Я навестил барона Корфа назавтра и в третий день, когда нашел его уже почти что выздоровевшим и в хорошей компании. Навестил его князь Петр Андреевич Вяземский, с которым доводилось мне встречаться лет за пять до того. Был с ними и третий, какой-то армейский офицер, которого мне представили, но чью фамилию я, каюсь, забыл совершенно. Мне было приятно, что князь запомнил меня и теперь приветствовал как хорошего знакомого. Оказалось, что барон рассказал ему о нашей беседе, и теперь они спорили, обсуждая характер покойного Пушкина. Барон был неумолим в своей суровости.

– Вечно без копейки, вечно в долгах, иногда и без порядочного фрака, с беспрестанными историями, с частыми дуэлями, в тесном знакомстве со всеми трактирщиками…ями и девками, Пушкин представлял тип самого грязного разврата, – негодовал барон Корф. – Начав еще в Лицее, он после, в свете, предался всем возможным распутствам и проводил дни и ночи в беспрерывной цепи вакханалий и оргий, с первыми и самыми отъявленными тогдашними повесами. Должно удивляться, как здоровье и самый талант его выдерживали такой образ жизни, с которым, естественно, сопрягались частые любовные болезни, низводившие его не раз на край могилы.

– Никакого особенного знакомства с трактирами не было, и ничего трактирного в нем не было, а еще менее грязного разврата. Сколько мне известно, он вовсе не был предан распутствам всех родов. – возражал ему Вяземский. – Пушкин не был монахом, а был грешен, как и все в молодые годы. В любви его преобладала вовсе не чувственность, а скорее поэтическое увлечение, что, впрочем, и отразилось в поэзии его.

Оказалось, что офицер тот тоже хорошо знал покойного Пушкина.

– Страсти бушевали в нем сильно, выделяя нашего Пушкина из множества людей, – сказал он. – Даже в толпе нельзя было не заметить Пушкина: по уму в глазах, по выражению лица, высказывающему какую-то решимость характера, по едва ли унимаемой природной живости, какого-то внутреннего беспокойства, по проявлению с трудом сдерживаемых страстей. И под страстями я понимаю не только любовное влечение: как-то в разговоре со мной он обмолвился, что самая сильная из его страстей – это страсть к азартной игре.

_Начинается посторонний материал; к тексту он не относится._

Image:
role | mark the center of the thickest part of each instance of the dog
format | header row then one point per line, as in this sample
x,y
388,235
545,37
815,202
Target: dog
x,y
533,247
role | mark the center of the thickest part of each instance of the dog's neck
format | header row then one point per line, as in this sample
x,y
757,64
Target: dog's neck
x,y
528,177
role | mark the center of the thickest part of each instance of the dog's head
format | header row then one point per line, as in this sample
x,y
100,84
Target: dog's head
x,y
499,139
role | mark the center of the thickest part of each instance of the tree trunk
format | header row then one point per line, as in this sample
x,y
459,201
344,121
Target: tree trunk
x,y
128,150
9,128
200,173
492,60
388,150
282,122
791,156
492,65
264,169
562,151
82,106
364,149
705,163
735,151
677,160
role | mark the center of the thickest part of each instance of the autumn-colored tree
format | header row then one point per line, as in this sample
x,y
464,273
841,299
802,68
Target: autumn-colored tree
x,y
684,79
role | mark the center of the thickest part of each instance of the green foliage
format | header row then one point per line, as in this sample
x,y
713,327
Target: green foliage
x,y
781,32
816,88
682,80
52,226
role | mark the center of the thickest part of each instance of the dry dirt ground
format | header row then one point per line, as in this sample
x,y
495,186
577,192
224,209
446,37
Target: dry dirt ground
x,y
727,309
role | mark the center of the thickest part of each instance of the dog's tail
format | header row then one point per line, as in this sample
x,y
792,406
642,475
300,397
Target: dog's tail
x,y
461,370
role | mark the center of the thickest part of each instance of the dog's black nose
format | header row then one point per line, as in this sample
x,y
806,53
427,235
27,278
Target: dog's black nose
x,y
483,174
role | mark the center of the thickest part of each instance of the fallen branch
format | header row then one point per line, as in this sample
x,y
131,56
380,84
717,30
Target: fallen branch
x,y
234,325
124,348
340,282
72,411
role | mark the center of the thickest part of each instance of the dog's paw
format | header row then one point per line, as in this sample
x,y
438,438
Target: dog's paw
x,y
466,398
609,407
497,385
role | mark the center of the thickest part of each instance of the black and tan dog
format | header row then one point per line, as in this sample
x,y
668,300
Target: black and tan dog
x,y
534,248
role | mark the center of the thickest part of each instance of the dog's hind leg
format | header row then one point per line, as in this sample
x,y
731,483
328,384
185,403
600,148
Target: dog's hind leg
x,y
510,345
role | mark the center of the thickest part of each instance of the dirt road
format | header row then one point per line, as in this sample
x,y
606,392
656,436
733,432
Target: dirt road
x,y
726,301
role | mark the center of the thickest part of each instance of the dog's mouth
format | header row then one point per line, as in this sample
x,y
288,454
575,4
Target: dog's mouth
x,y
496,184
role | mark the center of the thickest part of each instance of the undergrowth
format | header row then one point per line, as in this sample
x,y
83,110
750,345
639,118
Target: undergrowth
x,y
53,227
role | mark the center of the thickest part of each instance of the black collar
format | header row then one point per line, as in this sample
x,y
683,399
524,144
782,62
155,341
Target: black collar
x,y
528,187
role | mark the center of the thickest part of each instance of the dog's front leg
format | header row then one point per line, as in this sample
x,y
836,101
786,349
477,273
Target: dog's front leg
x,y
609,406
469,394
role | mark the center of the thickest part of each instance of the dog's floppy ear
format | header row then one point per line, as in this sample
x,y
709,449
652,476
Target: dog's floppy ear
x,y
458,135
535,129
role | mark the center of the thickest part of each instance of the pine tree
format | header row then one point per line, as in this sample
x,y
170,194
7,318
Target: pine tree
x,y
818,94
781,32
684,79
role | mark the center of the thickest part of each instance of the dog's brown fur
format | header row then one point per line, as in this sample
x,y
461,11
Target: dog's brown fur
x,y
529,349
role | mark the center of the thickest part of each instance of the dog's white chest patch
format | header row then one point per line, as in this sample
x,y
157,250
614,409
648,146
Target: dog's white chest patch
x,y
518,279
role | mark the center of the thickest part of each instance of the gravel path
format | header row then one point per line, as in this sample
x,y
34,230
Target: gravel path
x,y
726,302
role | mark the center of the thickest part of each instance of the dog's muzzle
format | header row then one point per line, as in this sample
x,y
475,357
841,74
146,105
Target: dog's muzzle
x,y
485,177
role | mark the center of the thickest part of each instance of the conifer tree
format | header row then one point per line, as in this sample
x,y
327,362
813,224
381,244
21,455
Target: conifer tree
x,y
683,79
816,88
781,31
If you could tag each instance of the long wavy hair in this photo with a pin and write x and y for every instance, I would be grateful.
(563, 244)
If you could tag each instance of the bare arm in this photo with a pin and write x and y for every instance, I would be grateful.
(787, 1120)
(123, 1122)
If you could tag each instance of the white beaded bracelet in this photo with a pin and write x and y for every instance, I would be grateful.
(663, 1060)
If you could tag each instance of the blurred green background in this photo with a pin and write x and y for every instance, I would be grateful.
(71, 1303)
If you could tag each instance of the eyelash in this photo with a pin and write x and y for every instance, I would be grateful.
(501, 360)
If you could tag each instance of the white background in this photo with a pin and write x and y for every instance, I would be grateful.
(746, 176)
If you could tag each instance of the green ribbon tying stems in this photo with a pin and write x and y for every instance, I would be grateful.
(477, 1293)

Упоминание о картах раззадорило барона.

– Иногда я заставал его за карточным столом обыкновенно с каким-нибудь неведомым мне господином, и тогда разговаривать было нельзя, – подтвердил Корф. – Известно, что он вел довольно сильную игру и всего чаще продувался в пух. Жалко было смотреть на этого необыкновенного человека, распаленного грубою и глупою страстью. Зато он бывал удивительно умен и приятен в разговоре, касавшемся всего, что может занимать образованный ум.

Увы, даже любивший поэта Вяземский вынужден был признать, что пристрастие к карточной игре составляло одну из главных бед в жизни Пушкина.

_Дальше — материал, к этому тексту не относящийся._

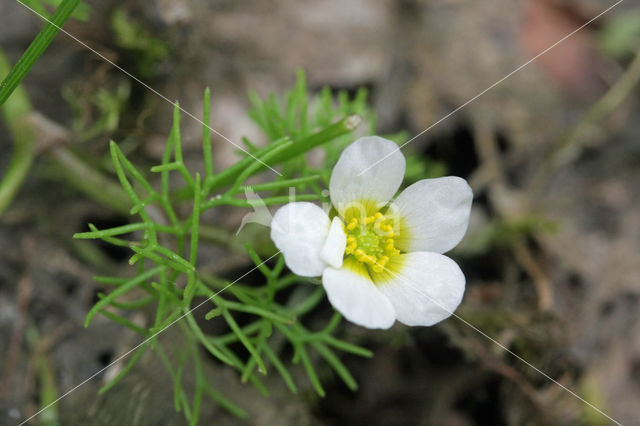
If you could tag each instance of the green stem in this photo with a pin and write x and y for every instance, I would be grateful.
(24, 146)
(36, 49)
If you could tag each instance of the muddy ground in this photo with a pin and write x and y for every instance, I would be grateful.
(565, 299)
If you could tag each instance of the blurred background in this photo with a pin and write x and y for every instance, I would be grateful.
(552, 153)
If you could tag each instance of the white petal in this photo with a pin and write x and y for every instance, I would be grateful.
(383, 165)
(299, 230)
(423, 287)
(354, 295)
(333, 249)
(434, 214)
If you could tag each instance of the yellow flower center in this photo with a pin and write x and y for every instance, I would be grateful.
(370, 240)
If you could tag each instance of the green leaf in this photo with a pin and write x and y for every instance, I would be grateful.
(36, 49)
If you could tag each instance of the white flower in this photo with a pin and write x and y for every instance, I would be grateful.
(380, 260)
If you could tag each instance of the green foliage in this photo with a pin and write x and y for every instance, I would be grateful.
(36, 49)
(620, 37)
(80, 13)
(130, 35)
(98, 113)
(165, 243)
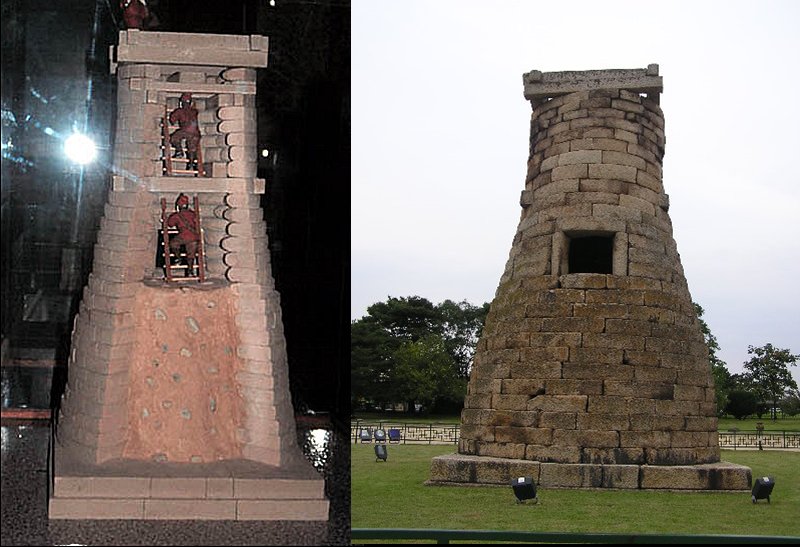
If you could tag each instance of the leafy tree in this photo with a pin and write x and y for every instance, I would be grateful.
(790, 404)
(408, 349)
(371, 349)
(741, 403)
(426, 373)
(407, 319)
(723, 380)
(768, 369)
(462, 325)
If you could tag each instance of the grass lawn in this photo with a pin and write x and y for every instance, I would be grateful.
(781, 424)
(391, 494)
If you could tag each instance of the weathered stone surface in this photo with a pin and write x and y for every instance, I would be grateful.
(716, 476)
(578, 362)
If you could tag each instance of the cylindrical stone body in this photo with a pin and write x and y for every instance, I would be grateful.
(592, 352)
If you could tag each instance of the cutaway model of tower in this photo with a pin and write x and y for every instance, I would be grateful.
(177, 404)
(592, 370)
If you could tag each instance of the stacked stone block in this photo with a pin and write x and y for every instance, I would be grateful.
(144, 383)
(598, 368)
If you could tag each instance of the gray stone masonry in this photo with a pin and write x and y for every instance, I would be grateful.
(591, 355)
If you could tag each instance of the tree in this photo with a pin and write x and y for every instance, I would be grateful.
(741, 404)
(462, 325)
(425, 373)
(723, 381)
(790, 404)
(371, 350)
(408, 349)
(407, 318)
(768, 369)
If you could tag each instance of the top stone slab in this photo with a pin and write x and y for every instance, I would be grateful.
(545, 85)
(184, 48)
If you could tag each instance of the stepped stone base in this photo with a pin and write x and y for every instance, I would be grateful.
(459, 469)
(224, 490)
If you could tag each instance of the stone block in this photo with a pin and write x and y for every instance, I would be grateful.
(101, 509)
(523, 435)
(558, 420)
(520, 386)
(532, 369)
(295, 510)
(564, 386)
(569, 172)
(644, 439)
(571, 475)
(715, 476)
(558, 454)
(189, 509)
(603, 421)
(558, 403)
(592, 370)
(193, 488)
(621, 476)
(500, 450)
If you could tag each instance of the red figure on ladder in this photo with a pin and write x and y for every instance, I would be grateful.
(182, 228)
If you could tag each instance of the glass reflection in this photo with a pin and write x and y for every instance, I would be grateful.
(316, 445)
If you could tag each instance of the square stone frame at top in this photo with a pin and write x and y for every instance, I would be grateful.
(560, 252)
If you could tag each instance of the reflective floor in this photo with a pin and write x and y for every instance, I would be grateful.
(24, 502)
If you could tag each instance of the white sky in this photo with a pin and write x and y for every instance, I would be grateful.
(440, 144)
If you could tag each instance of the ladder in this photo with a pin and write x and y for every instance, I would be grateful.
(199, 266)
(170, 165)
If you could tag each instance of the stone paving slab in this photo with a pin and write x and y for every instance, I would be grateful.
(462, 469)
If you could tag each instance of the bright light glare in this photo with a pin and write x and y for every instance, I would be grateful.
(80, 149)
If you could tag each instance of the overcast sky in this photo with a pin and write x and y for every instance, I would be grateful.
(440, 144)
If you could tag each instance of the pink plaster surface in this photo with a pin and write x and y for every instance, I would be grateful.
(183, 400)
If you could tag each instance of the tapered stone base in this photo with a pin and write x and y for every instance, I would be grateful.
(223, 490)
(459, 469)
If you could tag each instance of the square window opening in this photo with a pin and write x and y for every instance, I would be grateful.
(591, 254)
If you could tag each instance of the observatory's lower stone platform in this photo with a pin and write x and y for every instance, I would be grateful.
(223, 490)
(460, 469)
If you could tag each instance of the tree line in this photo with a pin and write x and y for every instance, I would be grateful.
(765, 386)
(408, 352)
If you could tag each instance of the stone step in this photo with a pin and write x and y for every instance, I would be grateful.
(188, 509)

– К тому же он почти не умел распоряжаться ни временем своим, ни другою собственностью, – вновь заговорил офицер. – Оставаясь дома все утро, начинавшееся у него поздно, он, когда был один, читал, лежа в своей постели… И мог так провести время до самого обеда. Иногда можно было подумать, что он без характера: так он слабо уступал мгновенно силе обстоятельств. Между тем ни за что он столько не уважал другого, как за характер.

– Женитьба несколько его остепенила, но была пагубна для его таланта, – высказался Корф.

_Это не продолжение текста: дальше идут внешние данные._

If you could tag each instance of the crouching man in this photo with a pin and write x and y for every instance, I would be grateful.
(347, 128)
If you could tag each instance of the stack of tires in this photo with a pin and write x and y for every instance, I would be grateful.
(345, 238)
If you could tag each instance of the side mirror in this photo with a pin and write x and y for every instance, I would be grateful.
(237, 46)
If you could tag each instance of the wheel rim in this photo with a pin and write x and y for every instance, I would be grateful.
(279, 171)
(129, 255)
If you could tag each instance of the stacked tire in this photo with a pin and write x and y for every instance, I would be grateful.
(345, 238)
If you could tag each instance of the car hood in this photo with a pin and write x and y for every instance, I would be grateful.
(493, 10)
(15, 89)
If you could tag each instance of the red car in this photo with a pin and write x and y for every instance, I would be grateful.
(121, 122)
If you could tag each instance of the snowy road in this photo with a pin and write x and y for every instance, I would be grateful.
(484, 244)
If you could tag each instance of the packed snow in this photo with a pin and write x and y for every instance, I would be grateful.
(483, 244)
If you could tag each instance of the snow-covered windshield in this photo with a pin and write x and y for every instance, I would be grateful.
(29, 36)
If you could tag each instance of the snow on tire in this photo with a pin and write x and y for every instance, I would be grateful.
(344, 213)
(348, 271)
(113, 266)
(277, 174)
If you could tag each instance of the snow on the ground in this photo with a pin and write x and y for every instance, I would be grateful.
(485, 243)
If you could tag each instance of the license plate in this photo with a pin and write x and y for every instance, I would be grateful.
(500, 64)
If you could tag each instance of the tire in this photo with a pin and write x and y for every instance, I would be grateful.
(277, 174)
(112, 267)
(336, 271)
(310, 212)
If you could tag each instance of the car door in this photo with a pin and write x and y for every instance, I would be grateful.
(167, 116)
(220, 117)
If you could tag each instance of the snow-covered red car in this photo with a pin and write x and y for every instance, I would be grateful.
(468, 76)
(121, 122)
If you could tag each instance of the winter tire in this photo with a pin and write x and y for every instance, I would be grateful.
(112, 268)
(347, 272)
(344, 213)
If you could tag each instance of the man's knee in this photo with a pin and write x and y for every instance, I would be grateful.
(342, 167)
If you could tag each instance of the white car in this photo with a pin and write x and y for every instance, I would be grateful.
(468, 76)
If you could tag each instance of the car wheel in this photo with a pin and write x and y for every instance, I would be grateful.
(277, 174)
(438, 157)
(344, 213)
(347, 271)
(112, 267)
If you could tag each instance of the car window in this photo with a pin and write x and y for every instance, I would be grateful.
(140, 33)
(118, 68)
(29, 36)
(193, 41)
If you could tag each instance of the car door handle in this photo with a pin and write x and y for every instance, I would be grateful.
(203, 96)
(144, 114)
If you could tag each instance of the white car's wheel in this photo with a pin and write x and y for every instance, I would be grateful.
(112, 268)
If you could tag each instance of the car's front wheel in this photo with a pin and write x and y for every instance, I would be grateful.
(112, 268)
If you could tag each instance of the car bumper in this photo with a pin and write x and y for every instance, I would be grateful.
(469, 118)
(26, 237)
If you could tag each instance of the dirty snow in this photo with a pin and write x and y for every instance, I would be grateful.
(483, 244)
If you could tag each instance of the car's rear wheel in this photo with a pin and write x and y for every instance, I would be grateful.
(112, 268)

Офицер с ним тут же согласился, заявив, что Пушкин под конец был не то, что прежде, что писал он с небрежением и его последние стихотворения некрасивы. Вяземский горячо возразил, утверждая, что в бумагах покойного нашлось много прекрасного.

Перемывали косточки и бедной Наталье Николаевне:

– Прелестная жена, любя славу мужа более для успехов своих в свете, предпочитала блеск и бальную залу всей поэзии в мире и по странному противоречию, пользуясь всеми плодами литературной известности мужа, исподтишка немножко гнушалась того, что она, светская дама par excellence, в замужестве за homme de lettres, за стихотворцем.